I believe I know the appropriate reply to both statements although I always hesitate to provide such information to a bewildered viewer of my pictures for fear of the explanation being perceived as an insult ....

... iMo (and experience), I feel confident in writing that the appreciation / "like" of a I-would-never-have-taken-a-picture-of-that picture is rooted more in the subconscious mind, rather than in the conscious mind, of the viewer. What they are responding to on a subconscious level is the rhyme and rhythm (concordant or discordant / pleasing or unsettling) of the relationships of shapes, tones, color (most prominent amongst other picture qualities) and their framing as presented on the 2-dimension surface of the print. Because this is a non conscious thought on the viewer's radar, the puzzlement is the result of liking a picture of what they would consider to be a non picture-worthy referent.

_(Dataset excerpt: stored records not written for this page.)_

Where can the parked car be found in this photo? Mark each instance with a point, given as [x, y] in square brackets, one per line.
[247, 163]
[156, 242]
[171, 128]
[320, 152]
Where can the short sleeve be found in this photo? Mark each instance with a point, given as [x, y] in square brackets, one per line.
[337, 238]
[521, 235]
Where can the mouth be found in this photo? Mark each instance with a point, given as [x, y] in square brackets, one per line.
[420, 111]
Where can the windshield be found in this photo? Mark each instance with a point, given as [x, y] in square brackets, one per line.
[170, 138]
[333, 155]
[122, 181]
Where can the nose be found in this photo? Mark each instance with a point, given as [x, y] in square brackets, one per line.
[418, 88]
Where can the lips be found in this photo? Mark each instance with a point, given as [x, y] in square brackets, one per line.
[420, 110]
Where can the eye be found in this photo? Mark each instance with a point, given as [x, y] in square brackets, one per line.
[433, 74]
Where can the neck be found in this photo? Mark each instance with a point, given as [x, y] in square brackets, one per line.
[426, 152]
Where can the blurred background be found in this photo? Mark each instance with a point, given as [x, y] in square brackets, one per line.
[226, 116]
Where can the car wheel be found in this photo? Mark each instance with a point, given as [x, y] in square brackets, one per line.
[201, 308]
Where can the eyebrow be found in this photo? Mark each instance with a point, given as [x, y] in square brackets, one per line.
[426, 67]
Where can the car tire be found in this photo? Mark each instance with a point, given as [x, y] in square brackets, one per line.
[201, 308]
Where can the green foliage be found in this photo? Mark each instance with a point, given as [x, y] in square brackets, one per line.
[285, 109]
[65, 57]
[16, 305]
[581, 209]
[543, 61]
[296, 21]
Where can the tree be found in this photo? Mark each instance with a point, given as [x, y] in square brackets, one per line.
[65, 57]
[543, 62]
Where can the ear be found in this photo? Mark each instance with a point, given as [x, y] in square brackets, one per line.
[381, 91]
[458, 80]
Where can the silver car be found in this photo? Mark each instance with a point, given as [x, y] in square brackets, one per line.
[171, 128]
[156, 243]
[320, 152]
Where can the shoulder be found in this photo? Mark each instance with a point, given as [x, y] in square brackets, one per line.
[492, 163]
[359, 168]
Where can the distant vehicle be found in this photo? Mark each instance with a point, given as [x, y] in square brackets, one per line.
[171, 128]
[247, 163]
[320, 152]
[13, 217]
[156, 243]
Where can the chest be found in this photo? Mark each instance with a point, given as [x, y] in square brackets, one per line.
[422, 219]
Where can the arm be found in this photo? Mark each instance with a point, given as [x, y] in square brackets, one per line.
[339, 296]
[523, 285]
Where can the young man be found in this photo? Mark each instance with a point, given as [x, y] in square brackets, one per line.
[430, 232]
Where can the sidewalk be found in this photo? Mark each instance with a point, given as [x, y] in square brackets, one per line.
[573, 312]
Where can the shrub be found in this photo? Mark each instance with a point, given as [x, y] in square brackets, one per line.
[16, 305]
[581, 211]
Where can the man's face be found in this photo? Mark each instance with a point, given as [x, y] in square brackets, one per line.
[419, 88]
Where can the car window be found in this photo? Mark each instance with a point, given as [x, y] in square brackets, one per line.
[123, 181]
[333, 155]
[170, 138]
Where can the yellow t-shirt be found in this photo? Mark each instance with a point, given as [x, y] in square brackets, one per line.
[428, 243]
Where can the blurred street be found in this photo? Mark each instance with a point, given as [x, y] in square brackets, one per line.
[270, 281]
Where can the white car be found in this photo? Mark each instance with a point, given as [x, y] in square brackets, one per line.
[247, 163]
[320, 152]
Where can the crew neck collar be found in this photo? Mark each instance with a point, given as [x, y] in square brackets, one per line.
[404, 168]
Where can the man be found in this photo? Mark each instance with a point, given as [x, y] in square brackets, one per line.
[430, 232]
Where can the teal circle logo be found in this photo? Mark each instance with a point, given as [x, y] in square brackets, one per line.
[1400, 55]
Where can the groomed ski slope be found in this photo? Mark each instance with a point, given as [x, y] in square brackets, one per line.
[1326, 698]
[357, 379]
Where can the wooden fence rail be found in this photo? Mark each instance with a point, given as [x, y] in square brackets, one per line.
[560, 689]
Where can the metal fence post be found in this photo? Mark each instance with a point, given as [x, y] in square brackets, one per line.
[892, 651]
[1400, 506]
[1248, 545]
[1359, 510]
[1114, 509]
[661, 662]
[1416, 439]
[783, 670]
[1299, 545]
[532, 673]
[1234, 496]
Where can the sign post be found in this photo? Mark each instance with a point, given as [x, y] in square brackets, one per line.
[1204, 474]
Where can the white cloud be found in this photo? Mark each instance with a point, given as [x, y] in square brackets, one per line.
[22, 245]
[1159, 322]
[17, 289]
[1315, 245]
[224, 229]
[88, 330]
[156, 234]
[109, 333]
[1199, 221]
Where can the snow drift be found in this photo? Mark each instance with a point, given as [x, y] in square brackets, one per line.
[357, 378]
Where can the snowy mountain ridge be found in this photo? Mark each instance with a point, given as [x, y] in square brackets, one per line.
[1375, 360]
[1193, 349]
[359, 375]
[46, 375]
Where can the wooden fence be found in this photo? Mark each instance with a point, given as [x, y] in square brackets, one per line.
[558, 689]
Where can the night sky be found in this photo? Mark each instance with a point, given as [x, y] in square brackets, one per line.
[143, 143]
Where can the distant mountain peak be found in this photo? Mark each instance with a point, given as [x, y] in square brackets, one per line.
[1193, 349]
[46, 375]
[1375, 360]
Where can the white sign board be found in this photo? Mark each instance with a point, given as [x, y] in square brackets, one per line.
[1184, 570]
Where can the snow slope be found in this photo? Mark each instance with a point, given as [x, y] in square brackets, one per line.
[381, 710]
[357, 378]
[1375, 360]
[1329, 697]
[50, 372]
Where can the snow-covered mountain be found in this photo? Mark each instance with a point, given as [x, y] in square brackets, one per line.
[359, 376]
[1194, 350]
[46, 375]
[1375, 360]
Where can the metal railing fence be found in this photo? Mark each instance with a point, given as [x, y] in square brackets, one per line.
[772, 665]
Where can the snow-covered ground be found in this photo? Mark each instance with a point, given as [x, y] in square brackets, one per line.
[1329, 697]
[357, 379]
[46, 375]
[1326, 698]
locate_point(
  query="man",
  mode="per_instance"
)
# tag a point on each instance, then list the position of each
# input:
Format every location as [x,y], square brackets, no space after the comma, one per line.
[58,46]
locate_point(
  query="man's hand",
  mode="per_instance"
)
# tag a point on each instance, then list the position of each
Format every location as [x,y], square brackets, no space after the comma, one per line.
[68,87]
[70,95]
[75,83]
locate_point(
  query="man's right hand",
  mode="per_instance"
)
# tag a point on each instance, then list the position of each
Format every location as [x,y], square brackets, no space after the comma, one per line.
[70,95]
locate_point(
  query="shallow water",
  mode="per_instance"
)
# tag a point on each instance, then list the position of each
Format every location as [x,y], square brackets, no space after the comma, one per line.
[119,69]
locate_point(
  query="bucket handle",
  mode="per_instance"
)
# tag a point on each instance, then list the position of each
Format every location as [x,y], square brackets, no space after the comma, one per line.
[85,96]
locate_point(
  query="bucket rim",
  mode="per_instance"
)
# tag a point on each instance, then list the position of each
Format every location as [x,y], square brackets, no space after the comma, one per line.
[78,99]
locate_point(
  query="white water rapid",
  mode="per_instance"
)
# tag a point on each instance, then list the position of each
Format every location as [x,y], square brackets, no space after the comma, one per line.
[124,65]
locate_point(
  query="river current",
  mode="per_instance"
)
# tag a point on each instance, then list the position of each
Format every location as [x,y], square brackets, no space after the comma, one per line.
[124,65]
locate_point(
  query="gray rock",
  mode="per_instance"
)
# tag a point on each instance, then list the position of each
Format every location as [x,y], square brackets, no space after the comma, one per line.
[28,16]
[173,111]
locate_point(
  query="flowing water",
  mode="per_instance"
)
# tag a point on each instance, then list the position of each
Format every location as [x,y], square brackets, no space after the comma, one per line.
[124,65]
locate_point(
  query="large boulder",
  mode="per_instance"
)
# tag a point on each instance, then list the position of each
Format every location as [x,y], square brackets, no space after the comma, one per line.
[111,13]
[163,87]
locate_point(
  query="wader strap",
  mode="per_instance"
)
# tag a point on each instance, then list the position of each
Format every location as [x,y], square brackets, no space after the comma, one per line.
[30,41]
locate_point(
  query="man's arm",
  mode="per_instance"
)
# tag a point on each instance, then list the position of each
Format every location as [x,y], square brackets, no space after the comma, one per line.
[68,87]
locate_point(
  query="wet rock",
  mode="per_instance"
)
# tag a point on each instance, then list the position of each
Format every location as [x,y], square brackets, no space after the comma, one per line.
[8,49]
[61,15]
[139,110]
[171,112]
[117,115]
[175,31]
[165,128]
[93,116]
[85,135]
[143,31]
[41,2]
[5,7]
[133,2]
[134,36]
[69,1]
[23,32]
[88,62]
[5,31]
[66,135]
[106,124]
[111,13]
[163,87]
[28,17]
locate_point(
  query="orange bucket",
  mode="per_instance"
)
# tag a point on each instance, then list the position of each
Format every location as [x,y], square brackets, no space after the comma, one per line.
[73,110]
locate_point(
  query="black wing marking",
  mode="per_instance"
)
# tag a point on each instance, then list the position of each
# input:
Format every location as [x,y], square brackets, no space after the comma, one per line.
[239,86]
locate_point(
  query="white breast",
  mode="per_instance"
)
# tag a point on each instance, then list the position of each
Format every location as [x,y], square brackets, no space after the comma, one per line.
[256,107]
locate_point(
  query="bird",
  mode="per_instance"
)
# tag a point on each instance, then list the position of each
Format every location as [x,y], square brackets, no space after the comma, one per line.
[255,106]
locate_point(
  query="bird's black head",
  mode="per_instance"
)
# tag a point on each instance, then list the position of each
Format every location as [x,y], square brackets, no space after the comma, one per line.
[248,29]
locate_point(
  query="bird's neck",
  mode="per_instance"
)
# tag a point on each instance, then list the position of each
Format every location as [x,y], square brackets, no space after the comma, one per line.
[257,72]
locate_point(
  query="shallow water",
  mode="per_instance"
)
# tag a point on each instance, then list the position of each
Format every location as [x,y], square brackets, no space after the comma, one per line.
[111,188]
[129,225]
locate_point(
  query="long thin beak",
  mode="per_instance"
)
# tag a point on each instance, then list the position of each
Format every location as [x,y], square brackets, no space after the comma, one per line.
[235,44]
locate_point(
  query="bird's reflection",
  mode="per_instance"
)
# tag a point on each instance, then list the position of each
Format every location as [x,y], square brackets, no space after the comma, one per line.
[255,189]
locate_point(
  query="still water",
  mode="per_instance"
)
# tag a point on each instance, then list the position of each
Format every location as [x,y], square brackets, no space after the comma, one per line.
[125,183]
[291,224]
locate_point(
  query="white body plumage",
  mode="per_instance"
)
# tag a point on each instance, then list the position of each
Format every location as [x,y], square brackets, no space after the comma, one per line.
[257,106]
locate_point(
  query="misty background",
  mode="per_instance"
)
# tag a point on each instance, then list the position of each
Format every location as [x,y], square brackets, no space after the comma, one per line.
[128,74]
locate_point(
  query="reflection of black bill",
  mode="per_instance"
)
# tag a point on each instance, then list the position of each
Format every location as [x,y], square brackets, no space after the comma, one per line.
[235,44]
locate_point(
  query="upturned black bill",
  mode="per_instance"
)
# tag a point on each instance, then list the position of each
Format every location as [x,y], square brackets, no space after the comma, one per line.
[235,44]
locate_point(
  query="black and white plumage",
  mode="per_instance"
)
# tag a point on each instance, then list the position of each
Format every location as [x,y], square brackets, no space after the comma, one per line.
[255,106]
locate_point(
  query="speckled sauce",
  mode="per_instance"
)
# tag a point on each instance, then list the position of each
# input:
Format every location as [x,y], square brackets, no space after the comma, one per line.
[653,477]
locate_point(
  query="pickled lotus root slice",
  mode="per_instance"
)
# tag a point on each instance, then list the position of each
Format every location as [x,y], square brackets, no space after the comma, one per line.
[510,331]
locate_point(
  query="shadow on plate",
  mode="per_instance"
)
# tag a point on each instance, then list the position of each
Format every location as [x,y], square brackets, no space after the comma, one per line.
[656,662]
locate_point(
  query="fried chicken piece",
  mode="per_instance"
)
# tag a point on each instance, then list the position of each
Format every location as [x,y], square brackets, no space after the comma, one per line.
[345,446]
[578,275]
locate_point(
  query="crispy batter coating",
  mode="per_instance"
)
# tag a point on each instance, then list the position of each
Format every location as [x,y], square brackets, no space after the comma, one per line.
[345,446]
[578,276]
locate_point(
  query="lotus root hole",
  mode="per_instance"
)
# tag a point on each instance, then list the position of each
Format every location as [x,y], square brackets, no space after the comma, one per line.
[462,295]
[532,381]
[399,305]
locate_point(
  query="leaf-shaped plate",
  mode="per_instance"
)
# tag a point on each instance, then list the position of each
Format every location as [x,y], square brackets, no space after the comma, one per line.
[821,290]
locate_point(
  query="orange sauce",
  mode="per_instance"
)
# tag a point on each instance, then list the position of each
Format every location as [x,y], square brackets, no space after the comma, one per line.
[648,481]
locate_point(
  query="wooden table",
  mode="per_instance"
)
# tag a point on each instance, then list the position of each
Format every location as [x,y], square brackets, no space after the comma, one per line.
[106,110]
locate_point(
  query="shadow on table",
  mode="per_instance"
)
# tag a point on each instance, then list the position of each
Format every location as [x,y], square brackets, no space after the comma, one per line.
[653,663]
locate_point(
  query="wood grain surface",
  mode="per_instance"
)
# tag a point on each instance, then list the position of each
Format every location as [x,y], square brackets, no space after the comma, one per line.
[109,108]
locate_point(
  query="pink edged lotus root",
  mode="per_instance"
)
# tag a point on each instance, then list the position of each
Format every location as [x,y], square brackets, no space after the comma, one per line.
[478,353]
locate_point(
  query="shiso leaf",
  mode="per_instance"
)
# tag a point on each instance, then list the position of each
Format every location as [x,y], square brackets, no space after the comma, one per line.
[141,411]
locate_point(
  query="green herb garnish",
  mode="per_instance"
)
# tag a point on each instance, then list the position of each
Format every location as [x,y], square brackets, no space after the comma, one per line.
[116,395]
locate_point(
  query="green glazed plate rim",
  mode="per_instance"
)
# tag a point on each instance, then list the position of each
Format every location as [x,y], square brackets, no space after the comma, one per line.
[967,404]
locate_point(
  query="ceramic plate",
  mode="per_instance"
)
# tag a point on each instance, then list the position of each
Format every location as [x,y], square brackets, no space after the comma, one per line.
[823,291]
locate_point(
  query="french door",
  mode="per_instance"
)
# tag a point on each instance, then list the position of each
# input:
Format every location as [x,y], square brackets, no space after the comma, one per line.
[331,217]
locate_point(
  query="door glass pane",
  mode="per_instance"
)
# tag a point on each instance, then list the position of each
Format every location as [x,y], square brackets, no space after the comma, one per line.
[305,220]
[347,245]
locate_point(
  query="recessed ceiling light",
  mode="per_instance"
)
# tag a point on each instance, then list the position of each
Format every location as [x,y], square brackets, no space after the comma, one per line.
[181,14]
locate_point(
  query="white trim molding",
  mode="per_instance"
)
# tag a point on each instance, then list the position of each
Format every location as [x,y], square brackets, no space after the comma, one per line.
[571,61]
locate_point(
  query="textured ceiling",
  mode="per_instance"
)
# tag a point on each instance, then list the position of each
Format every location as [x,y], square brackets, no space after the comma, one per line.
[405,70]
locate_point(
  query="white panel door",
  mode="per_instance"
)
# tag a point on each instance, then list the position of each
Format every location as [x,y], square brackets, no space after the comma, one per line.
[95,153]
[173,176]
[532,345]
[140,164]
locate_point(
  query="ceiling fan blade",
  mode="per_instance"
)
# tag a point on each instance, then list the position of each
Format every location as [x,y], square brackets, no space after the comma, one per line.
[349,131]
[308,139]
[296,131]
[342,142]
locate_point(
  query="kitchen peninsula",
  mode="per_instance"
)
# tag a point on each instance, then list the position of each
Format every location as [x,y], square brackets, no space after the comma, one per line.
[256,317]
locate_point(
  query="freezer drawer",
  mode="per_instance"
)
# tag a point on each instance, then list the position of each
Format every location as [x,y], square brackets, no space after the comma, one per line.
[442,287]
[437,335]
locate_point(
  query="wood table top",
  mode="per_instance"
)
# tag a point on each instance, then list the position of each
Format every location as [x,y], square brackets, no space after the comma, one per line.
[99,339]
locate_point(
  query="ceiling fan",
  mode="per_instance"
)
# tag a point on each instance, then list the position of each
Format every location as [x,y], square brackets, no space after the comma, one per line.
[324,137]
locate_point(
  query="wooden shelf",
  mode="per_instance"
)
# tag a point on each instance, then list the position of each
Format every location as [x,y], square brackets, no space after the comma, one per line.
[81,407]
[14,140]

Therein lies the dilemma for most picture makers who attempt, in many cases unsuccessfully, to make pictures of I-would-never-have-taken-a-picture-of-that referents. What they lack in the attempt is a sense - the more refined the better - of the relationships of shapes, tones, color (most prominent amongst other picture qualities) and their framing as seen by the camera's eye and subsequently presented on the 2-dimension surface of the print.

Can that sense be learned? I have my doubts simply due to the fact that I have encountered a number of picture makers who 'have it' and an even greater number of those who don't. Nevertheless, those who don't can have some success in developing that sense if they start out picturing by the 'rules' - the rules of composition and the like. Once understood and successfully applied, they can then set out about trying to figure out how to break the rules and move on to making pictures of what they see as opposed to making picture of what they have been told - the what and the how - is a good picture.

single women # 34 ~ dreadlocks

single woman ~ Les 4 Glaces rink - Brassard, Qc, CA • click to embiggen


civilized ku # 3084 ~ local hero

The Northern Vermont Wildcats '04 Premier Elite hockey team won the Montreal AAA Spring Showdown Tournament this weekend past. In the Championship game Hugo had 2 points including the game winning goal. He was/is a happy dude.